20 October 2019
Edinburgh put on a cracking day for us! Cold but no r#*n and there was even sun and blue skies. Take that England!!!
Our Uber driver, Ali, was a charming, cheerful and chatty young man from Pakistan who kept us informed and entertained on our trip into the Royal Mile (High Street) . Ali has set the benchmark for what was going to be another great day.
Now, the “Royal Mile” isn’t actually a mile long and it has not had a monarch living anywhere near it since the days of Mary Queen of Scots, so it’s not actually Royal either. A much better name would have to be “Tartan Terrace” or “Souvenir Street”, because that’s about all there is along the entire length.
There were tartan scarves, tartan beenies, tartan hats, tartan ties, tartan shawls, tartan coats, tartan shoes, tartan underwear and tartan tartans.
Even the garbage trucks are tartan!
I had booked us into a Free Walking Tour, but even that is a misnomer! By “Free” they actually mean “Not Free, just give us what you think we are worth at the end”. This could be potentially awkward but fortunately we had Kenny as our guide and he was fantastic. Two hours of walking and talking! Lots of interesting facts and amusing stories. There were times I wasn’t quite sure what was fact or fiction, but it didn’t matter. It was fun anyway. We didn’t mind parting with some of our “hard earned”.
Isn’t it cute that the Unicorn, a mythical creature, is Scotland’s national animal! Isn’t it cute that England’s national animal is the Lion! Kenny told us that unicorns are the only animals that can defeat lions! How symbolic! Fact or fiction?
We visited Greyfriars Kirk and paid our respects to Greyfriars Bobby. Grahame left him a stick to play with in the after life!
Along with all the others!
The Heart of Midlothian, outside st Giles Kirk, records the position of the 15th-century Old Tolbooth , demolished in 1817, which was the administrative centre of the town, a prison, and one of several sites of public execution. Tradition allows passers by to spit on it . Although it is now said to be done for good luck, it was originally done as a sign of disdain for the former prison of which the entrance lay directly at the Heart’s location. It is probable, that the spitting custom may have been begun by the accused.
Hearts of Midlothian football fans spit on it for good luck but the Hibernian fans spit on it because it’s the emblem of their arch rivals.
JK Rowling wrote the first two Harry Potter books whilst sitting in local cafes, this being one of her favourites. So, of course it’s on the tourist circuit. We didn’t go in, but I did jockey for a position to take a pic.
And it would have been remiss of us to not visit “Diagon Alley” Doesn’t look like quite as magical as it did in the movie!

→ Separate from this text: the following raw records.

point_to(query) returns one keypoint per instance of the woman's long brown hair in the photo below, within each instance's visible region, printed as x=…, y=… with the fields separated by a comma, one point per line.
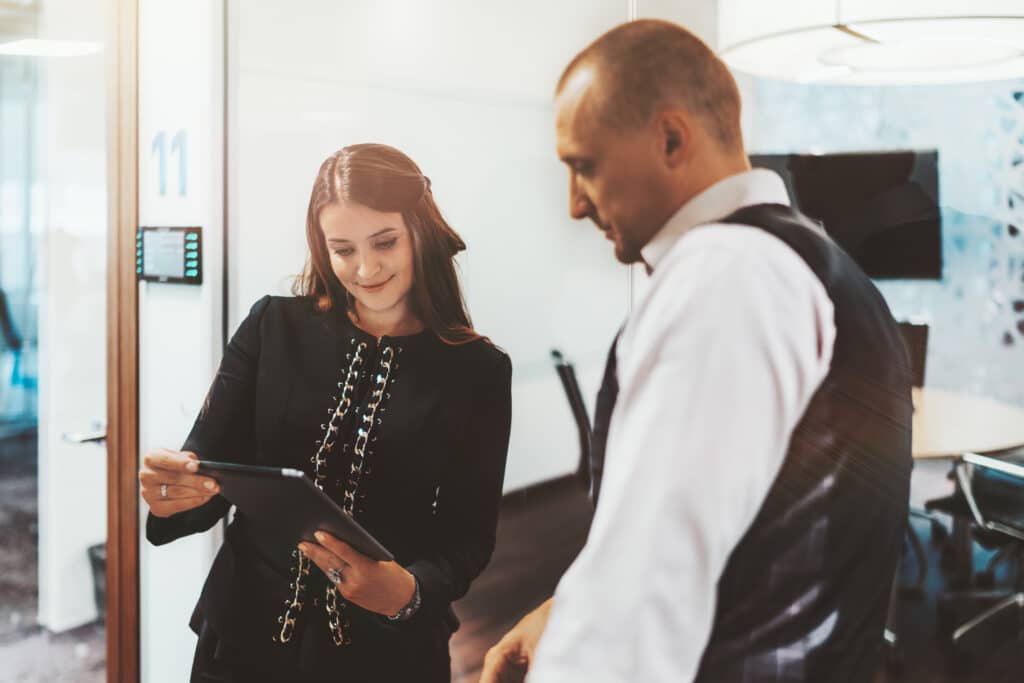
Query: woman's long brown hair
x=383, y=178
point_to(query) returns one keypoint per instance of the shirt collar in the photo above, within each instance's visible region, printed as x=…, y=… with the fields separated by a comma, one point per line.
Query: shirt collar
x=726, y=196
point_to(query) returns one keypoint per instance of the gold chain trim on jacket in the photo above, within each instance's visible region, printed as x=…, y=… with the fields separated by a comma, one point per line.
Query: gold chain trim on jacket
x=294, y=605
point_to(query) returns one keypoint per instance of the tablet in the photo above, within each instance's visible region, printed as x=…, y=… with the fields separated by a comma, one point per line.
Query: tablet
x=285, y=503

We spotted several William Wallace’s a few Harry Potter’s and a Highlander or two throughout the day.
But it was the Bagpipe buskers who were out in force along the Royal Mile.
These two young’uns were too busy checking their mobile phones, missing out on the lucrative busker market.

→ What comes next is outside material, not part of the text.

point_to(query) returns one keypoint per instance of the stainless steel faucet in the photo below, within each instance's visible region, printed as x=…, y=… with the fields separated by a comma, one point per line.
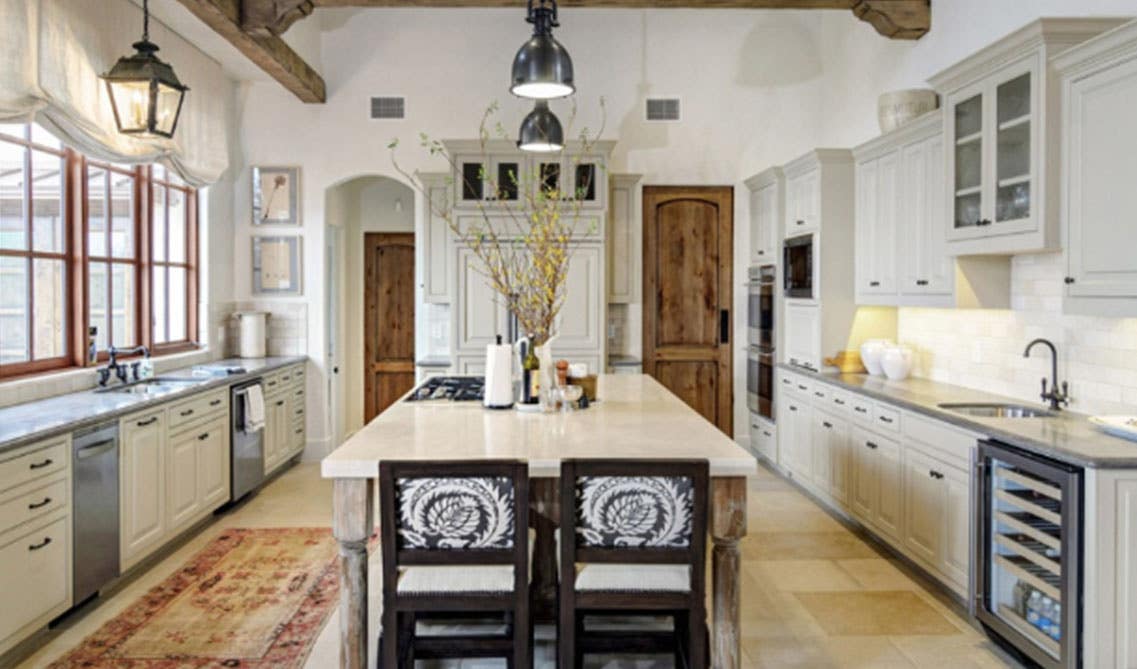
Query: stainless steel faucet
x=1056, y=397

But most impressive piper of the day goes to this guy!
Kenny, our guide, introduced us to a guy called William Brody, who became the inspiration for Robert Louis Stevenson’s Dr Jeckyl and Mr Hyde.
Brodie was a Scottish cabinet-maker, deacon of a trades guild, and Edinburgh city councillor, who maintained a secret life as a housebreaker, partly for the thrill, and partly to fund his gambling. When he was eventually caught and hung, it is said that the gallows were of his design and he was the first to test them out. Oh the irony!! Fact or fiction???
In the afternoon we headed up to the castle.
The views were stunning.
We were on a mission to find my Uncle Col’s favourite canon, Mons Meg. It didn’t take us long. Mons Meg has had a bit of a chequered history but is quite infamous in our family, so it was nice to meet her at last!!
We spent a few hours exploring the castle along with hundreds of others.
There were the rooms of the Royal Palace to see, the Honours of Scotland (Scottish Crown Jewels) and the Stone of Destiny (or coronation stone).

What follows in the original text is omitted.